New analysis suggests ~40% of fMRI signal is non-neural noise - and that’s a feature to engineer around
A new analysis puts a hard number on a long-standing caveat in brain imaging: roughly 40% of the fMRI BOLD signal appears to come from non-neural sources like head motion, respiration, cardiac pulsation, large-vessel dynamics, and scanner drift. Under the hood, the work partitions variance across datasets and preprocessing pipelines, showing that even widely used denoising stacks (motion regressors, ICA-based cleanup, global signal strategies) leave a substantial non-neural footprint. That aligns with prior concerns about inflated false positives and effect sizes, but the quantification across methods and conditions is what’s notable here.

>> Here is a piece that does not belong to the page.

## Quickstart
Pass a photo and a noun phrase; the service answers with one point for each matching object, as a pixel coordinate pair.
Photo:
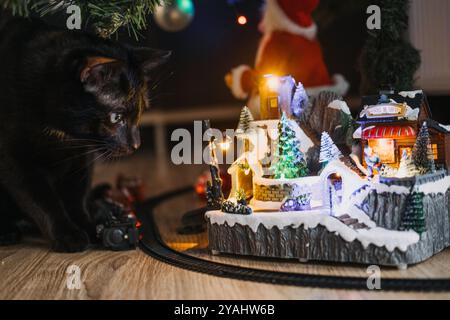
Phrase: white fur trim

The bigger picture: this doesn’t invalidate fMRI, but it raises the bar for claims resting on small effect sizes, especially resting-state connectivity and ML decoders that can inadvertently learn motion or physiology. Practically, it argues for faster acquisitions to reduce aliasing, routine physiological monitoring, multi-echo EPI and ICA-based separation, preregistered preprocessing, and confound-aware validation (e.g., testing whether accuracy persists after motion/respiration scrubbing). Worth noting: robust task-evoked responses and well-powered designs remain solid; the implication is about rigor, not retreat. For industry, any neurotech or clinical pipeline built on fMRI should treat noise modeling as a first-class engineering problem, document confound handling end-to-end, and assume that a sizeable slice of “signal” isn’t neural unless proven otherwise.